Graphic Novel Captures a World on the Brink
When Illustration alum Nick Drnaso ’11 completed his graphic novel Sabrina, he wanted to suspend its publication indefinitely. “It was a difficult and exhausting project, and I felt pretty horrible about the finished book.” Sabrina is now longlisted for the 2018 Man Booker Prize in the fiction category—the first time ever for a graphic novel. Author Zadie Smith calls Sabrina “the best book—in any medium—I have read about our current moment.” That kind of high praise continues to surround Sabrina, a book that explores topics such as trauma, mass shootings, conspiracy theories, and the effects of our current media climate.
Drnaso’s book begins with the titular Sabrina’s disappearance. The novel follows her boyfriend, Teddy, and the heavily publicized and circulated video of Sabrina's murder.
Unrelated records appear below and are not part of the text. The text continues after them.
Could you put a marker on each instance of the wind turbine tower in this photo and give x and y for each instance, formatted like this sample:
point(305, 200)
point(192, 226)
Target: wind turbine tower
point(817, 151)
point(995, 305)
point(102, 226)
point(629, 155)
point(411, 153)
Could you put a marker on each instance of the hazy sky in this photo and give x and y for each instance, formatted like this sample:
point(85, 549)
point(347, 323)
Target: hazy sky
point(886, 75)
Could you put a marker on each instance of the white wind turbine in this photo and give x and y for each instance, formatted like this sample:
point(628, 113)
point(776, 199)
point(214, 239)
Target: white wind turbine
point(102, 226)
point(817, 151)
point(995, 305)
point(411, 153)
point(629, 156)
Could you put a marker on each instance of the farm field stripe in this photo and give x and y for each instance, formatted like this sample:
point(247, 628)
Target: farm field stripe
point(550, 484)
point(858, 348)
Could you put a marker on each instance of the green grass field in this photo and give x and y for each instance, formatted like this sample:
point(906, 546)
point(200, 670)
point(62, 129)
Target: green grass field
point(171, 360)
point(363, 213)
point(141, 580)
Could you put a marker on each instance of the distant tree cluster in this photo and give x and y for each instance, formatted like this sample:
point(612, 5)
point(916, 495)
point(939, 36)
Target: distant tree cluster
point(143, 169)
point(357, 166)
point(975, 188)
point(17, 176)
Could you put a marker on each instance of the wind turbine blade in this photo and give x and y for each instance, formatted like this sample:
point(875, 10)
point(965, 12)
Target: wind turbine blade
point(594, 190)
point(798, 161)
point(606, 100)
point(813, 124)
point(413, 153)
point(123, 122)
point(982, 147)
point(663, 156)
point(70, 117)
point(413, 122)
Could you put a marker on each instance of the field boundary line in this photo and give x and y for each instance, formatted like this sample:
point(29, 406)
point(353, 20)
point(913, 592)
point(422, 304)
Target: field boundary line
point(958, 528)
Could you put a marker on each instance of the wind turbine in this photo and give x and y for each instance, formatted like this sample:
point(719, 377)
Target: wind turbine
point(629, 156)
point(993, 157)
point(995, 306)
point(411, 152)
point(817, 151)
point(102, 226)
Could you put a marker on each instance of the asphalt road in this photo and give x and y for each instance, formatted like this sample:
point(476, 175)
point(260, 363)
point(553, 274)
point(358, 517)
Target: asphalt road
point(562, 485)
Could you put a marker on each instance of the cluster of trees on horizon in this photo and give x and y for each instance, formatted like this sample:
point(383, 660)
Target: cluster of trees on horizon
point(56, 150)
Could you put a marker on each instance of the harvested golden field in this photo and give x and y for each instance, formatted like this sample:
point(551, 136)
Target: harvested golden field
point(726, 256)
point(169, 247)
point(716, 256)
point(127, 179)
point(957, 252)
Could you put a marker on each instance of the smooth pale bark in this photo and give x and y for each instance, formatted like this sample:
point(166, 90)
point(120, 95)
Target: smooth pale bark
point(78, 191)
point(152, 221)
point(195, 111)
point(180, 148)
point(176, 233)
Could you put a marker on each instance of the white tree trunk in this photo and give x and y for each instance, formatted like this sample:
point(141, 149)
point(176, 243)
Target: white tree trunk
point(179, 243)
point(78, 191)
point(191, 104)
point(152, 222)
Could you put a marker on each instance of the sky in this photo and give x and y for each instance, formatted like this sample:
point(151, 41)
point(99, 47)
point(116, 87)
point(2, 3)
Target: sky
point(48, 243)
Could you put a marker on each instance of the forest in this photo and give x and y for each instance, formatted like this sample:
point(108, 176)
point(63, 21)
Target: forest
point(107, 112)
Teddy’s processing takes place in the confines of his friend Calvin’s home, who is also navigating his own grief. Calvin receives conspiracy messages online implicating him in Sabrina’s death, and Teddy finds comfort in an Infowars-style radio show. Through these characters, Drnaso illustrates how the media can manipulate its audiences with paranoia, sensationalism, sanitized violence, and human detachment.
For Drnaso, Sabrina came from “experiencing a lot of panic and fear around a number of different things, and just being an anxious person in general led me to spend too much time worrying about hypothetical situations.” Though he mined some of his own experiences for the book, Drnaso assures that “everything else in the story is fiction.”
Less is More
Drnaso’s visual minimalism artfully offsets the complex themes that run throughout his book. When Drnaso was a student at Columbia, he studied with Design Associate Professor Ivan Brunetti whom he considers “an invaluable member of the faculty and best teacher I’ve ever had.” Brunetti’s flat, minimal visual style is a clear influence on Drnaso. In Sabrina, there are no stark colors, settings are unfussy, there is not much variation in how the panels are laid out over the 200 pages, and the facial expressions of each character are consistent throughout. “I developed this kind of neutral expression which was used a lot in Sabrina, so it's always interesting to hear how the faces are interpreted,” says Drnaso, who himself has shied away from the recent spotlight.
Disrupting the Man Booker Prize
This year, Sabrina joins 13 other nominations along with titles by Michael Ondaatje, Rachel Kushner, and books by writers from four other countries in competition for the Man Booker Prize, which celebrates its 50th anniversary.
Kwame Anthony Appiah, who chaired the panel of five judges, noted that the books chosen this year seem to “capture something about a world on the brink. Among their many remarkable qualities is a willingness to take risks with form. And we were struck, overall, by their disruptive power: these novels disrupted the way we thought about things we knew about, and made us think about things we didn’t know about.”
In the two weeks following the Man Booker longlist announcement, Sabrina had sold over 1,500 copies. Sabrina's publisher reports that sales have more than doubled since the longlist announcement.
What’s Next for Sabrina
The shortlist of six books will be announced on Thursday, September 20. The shortlisted authors each receive £2,500 and a specially bound edition of their book. The 2018 winner will then be announced on Tuesday, October 16 in London. The winner of the 2018 Man Booker Prize receives £50,000 and can expect international recognition.